Mary doesn’t like a ponytail.
She thinks that, with her hair pulled back from her face, she looks like a boy.
I love when her hair is swept up and wrapped into a bun. When her hair is down it hides her face and distracts from her fine features. She loves when I play with her hair, but when I pull it away from her face, she immediately scrunches her shoulders, “Moo-ooom!” She says as she shakes her hair loose.
We compromise with a side ponytail She likes how, when her ponytail is draped over her left shoulder, you can still see her long hair when you’re looking directly at her face.
“But no one just looks at your face!” I try to explain, echoing my own mother’s futile advice when I was a little girl, looking in the mirror and obsessing over pulling my hair back into a perfectly flat ponytail. My mom tried to explain to me that when I looked in the mirror I was just getting one view of myself. When other people looked at you they see a fuller, three-dimensional you. My mom’s advice to me then fell just as flat as my advice to Mary does now.
I will admit here — I secretly hope Mary notice other little girls in her class and be influenced by their style — french braids and space buns. They’re all so cute! And how are the other moms pulling this off? Are Mary and I the only mother and daughter having these battles over ponytails (and shorts, and cardigans). Certainly other daughters are won over by their mothers’ wisdom, affection, and of course their mature sense of style, right? “Why would mom send me out into the world looking anything other than my absolute best?” other people’s children think as they happily pull on the cardigan they didn’t want to wear, but will because their mother told them it was going to be chilly.
How DO people convince their children leave the house wearing French braids and saddle shoes?
Before soccer games, I encourage Mary to let me pull her hair into a side ponytail. I have to bite my tongue — literally, clamp my teeth onto my tongue — to keep me from saying, “Do you see Savannah’s ponytail? Doesn’t it look cute? Do you want me to do your hair like hers?”
I quiet my tongue because I can hear the underlying message — look to others for beauty. Don’t trust yourself. Ignore what feels good to you. Do not choose what makes you feel comfortable or confident. Do what everyone else is doing. Follow the crowd, and do it wearing a graphic t-shirt that says “Be Yourself.” After all, that kind of message is so in right now.
This is the same voice that tells me, “Oooh I love that shirt, but I could never pull it off.” It’s the voice that wonders what everyone else thinks of me when I show up in my running shorts and ponytail. This voice in my head has been working on it’s foothold for nearly four decades, and now it’s moving on to my daughter.

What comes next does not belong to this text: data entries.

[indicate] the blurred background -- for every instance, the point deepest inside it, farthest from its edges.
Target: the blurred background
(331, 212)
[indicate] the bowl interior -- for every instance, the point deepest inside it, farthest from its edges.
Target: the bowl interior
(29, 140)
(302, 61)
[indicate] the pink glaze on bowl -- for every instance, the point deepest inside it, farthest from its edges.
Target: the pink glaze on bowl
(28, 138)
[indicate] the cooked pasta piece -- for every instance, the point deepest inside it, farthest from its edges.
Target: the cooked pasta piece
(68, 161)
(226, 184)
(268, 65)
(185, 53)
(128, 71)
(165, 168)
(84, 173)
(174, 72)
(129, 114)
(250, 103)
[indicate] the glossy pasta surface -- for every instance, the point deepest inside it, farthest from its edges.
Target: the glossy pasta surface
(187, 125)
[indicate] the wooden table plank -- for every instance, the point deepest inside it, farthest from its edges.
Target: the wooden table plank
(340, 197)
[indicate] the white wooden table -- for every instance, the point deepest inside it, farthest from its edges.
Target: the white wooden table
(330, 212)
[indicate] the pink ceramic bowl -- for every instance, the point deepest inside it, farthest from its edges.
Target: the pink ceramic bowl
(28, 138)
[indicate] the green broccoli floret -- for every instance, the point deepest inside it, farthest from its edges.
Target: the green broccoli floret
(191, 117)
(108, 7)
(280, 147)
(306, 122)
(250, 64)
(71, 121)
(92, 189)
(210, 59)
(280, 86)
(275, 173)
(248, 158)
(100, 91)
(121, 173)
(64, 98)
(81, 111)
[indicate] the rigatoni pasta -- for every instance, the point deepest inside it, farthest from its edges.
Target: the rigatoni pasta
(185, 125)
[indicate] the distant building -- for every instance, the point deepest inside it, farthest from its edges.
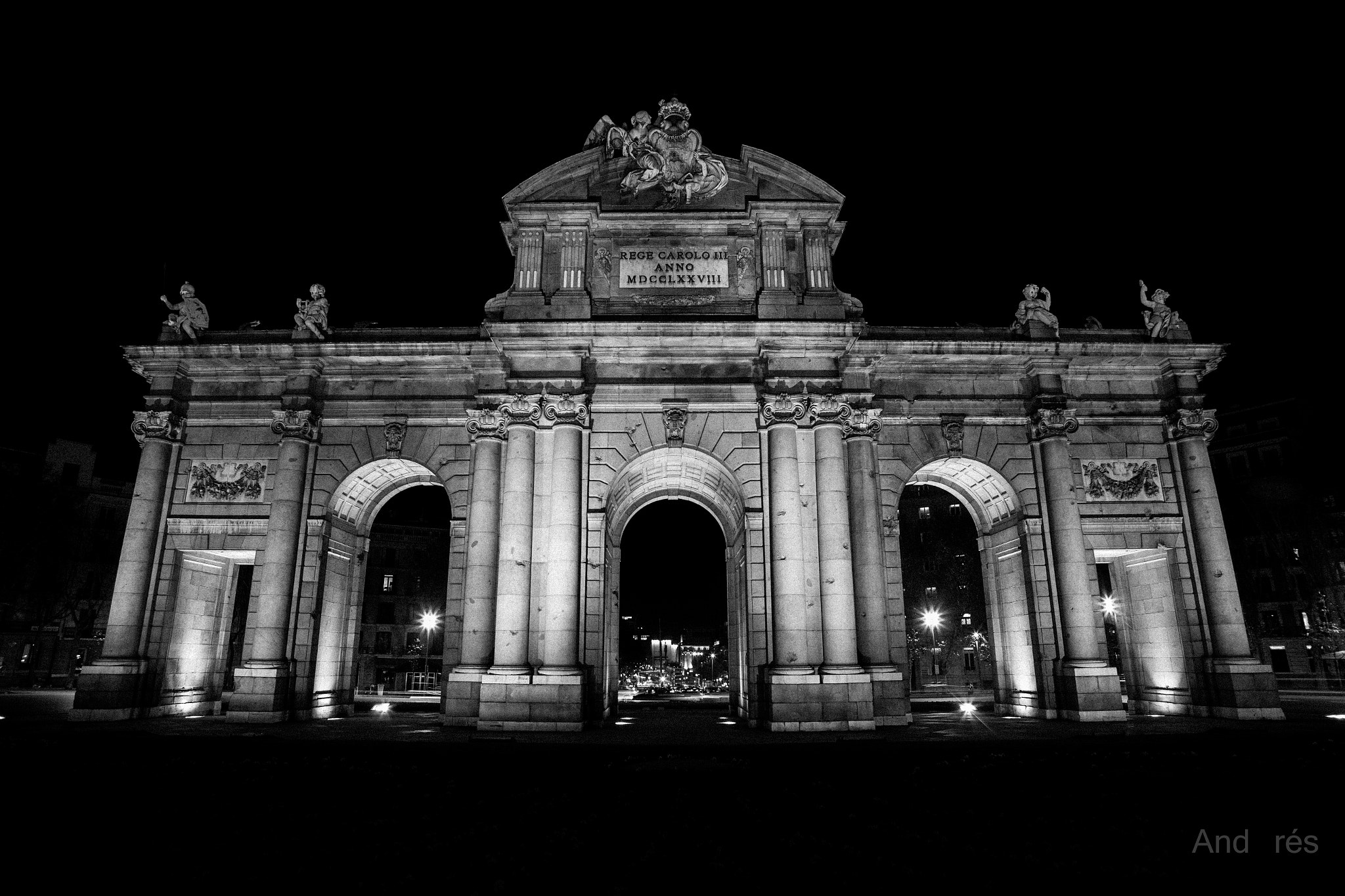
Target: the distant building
(1286, 527)
(64, 562)
(408, 576)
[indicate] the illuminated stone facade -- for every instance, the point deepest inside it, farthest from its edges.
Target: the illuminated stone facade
(762, 395)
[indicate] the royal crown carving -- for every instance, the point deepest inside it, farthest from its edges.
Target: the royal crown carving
(785, 409)
(156, 425)
(829, 409)
(1052, 421)
(1187, 423)
(567, 410)
(295, 425)
(862, 423)
(953, 429)
(521, 410)
(487, 423)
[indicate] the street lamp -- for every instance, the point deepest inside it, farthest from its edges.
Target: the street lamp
(430, 622)
(933, 620)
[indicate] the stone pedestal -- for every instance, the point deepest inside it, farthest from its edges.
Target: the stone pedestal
(1243, 689)
(821, 702)
(261, 694)
(891, 703)
(462, 698)
(1090, 694)
(531, 703)
(109, 691)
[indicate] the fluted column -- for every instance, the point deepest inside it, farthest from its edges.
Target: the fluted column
(838, 622)
(1227, 629)
(789, 599)
(514, 572)
(1051, 427)
(483, 538)
(871, 593)
(156, 431)
(284, 528)
(562, 617)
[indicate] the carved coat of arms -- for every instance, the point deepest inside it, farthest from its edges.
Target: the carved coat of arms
(1122, 481)
(229, 481)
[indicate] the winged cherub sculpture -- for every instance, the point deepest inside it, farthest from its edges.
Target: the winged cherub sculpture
(666, 152)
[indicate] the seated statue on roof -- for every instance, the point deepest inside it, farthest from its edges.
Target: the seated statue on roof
(667, 154)
(1034, 307)
(190, 314)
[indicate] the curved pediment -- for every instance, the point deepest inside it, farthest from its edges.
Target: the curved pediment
(591, 177)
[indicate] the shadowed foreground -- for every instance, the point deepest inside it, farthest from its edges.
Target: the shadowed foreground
(950, 798)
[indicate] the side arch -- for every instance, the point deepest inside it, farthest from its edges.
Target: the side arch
(350, 515)
(996, 508)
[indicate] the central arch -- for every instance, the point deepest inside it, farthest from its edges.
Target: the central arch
(678, 475)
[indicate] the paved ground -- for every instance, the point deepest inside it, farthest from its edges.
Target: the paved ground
(676, 797)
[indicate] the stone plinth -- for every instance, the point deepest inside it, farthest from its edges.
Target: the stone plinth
(1243, 691)
(462, 699)
(821, 702)
(108, 692)
(1090, 694)
(891, 704)
(530, 703)
(260, 695)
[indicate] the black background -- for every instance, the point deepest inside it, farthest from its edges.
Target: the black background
(965, 179)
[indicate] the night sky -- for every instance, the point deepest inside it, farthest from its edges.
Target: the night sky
(385, 187)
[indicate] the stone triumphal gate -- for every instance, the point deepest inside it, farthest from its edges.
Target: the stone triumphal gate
(673, 332)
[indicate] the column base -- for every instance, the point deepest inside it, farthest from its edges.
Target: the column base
(1243, 688)
(109, 691)
(1088, 694)
(821, 702)
(463, 696)
(891, 700)
(261, 695)
(530, 702)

It’s difficult to figure out your personal style, isn’t it? There are so many messages, everywhere you look. Influence comes from the TV, friends, advertisements, your mom. It’s impossible to tune it all out. And then there’s the other influence — your actual preference. Amid all of the messaging, there are the things that you actually love, that you enjoy wearing. There is the dress that makes you feel beautiful and the side ponytail that helps you feel feminine while you’re on the soccer field, even though that’s something you can’t quite articulate.
Not yet, anyway.
My daughter has her very own sense of style, and I have no idea what informs it. She doesn’t read fashion magazines or follow any fashion influencers on social media. She certainly doesn’t listen to my advice, and from what I can tell, she doesn’t look to her peers for cues.
But it comes from somewhere. And my job isn’t to make sure she doesn’t make any blunders, but that she keeps listening to whatever voice is telling her what feels good and looks awesome to her.
Mary has always been like this. My first memory of her rejecting clothes is when she was 18 months old. I put cute Valentines’s Day overalls on her and she threw her body on the floor and screamed “BUT I LOOK LIKE A FARMER!!”
I used to hope she’d grow out of it, but I’m trying to change that perspective. I bet her opinions on ponytails will change. Maybe she’ll even say yes to a sweater one day. But I don’t want her to grow out of her confidence in what she likes and doesn’t like.
After all, there’s no rule that says you have to wear a ponytail if you’re playing soccer. And there’s DEFINITELY no rule about not wearing running shorts to a PTA meeting even though all the other moms are wearing heels.